A one-half microfarad condenser is placed in the receiver circuit at each station so that the line will not be tied up should some subscriber inadvertently leave his receiver off its hook.  This permits the passage of voice currents, but not of the direct currents used in stepping the relays or in releasing them.

The circuit of Fig. 193 is somewhat simplified from that in actual practice, and it should be remembered that the hook switch, which is not shown in this figure, controls in the usual way the continuity of the receiver and the transmitter circuits as well as of the generator circuits, the generator being attached to the line as in an ordinary telephone.

Broken-Line System.  The broken-line method of accomplishing selective signaling and locking-out on telephone party lines is due to Homer Roberts and his associates.

[Illustration:  Fig. 194.  Roberts Latching Relay]

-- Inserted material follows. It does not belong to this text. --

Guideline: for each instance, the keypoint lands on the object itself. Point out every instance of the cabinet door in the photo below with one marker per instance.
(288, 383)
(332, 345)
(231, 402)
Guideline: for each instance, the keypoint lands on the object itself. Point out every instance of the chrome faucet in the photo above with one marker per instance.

To understand just how the principles illustrated in Figs. 186 and 187 are put into effect, it will be necessary to understand the latching relay shown diagrammatically in its two possible positions in Fig. 194, and in perspective in Fig. 195.  Referring to Fig. 194, the left-hand cut of which shows the line relay in its normal position, it is seen that the framework of the device resembles that of an ordinary polarized ringer.  Under the influence of current in one direction flowing through the left-hand coil, the armature of this device depresses the hard rubber stud 4, and the springs 1, 2, and 3 are forced downwardly until the spring 2 has passed under the latch carried on the spring 5.  When the operating current through the coil 6 ceases, the pressure of the armature on the spring 1 is relieved, allowing this spring to resume its normal position and spring 3 to engage with spring 2.  The spring 2 cannot rise, since it is held by the latch 5, and the condition shown in the right-hand cut of Fig. 194 exists.  It will be seen that the spring 2 has in this operation carried out just the same function as the switch lever performed as described in connection with Figs. 186 and 187.  An analysis of this action will show that the normal contact between the springs 1 and 2, which contact controls the circuit through the relay coil and the bell, is not broken until the coil 6 is de-energized, which means that the magnet is effective until it has accomplished its work.  It is impossible, therefore, for this relay to cut itself out of circuit before it has caused the spring 2 to engage under the latch 5.  If current of the proper direction were sent through the coil 7 of the relay, the opposite end of the armature would be pulled down and the hard rubber stud at the left-hand end of the armature would bear against the bent portion of the spring 5 in such manner as to cause the latch of this spring to release the spring 2 and thus allow the relay to assume its normal, or unlatched, position.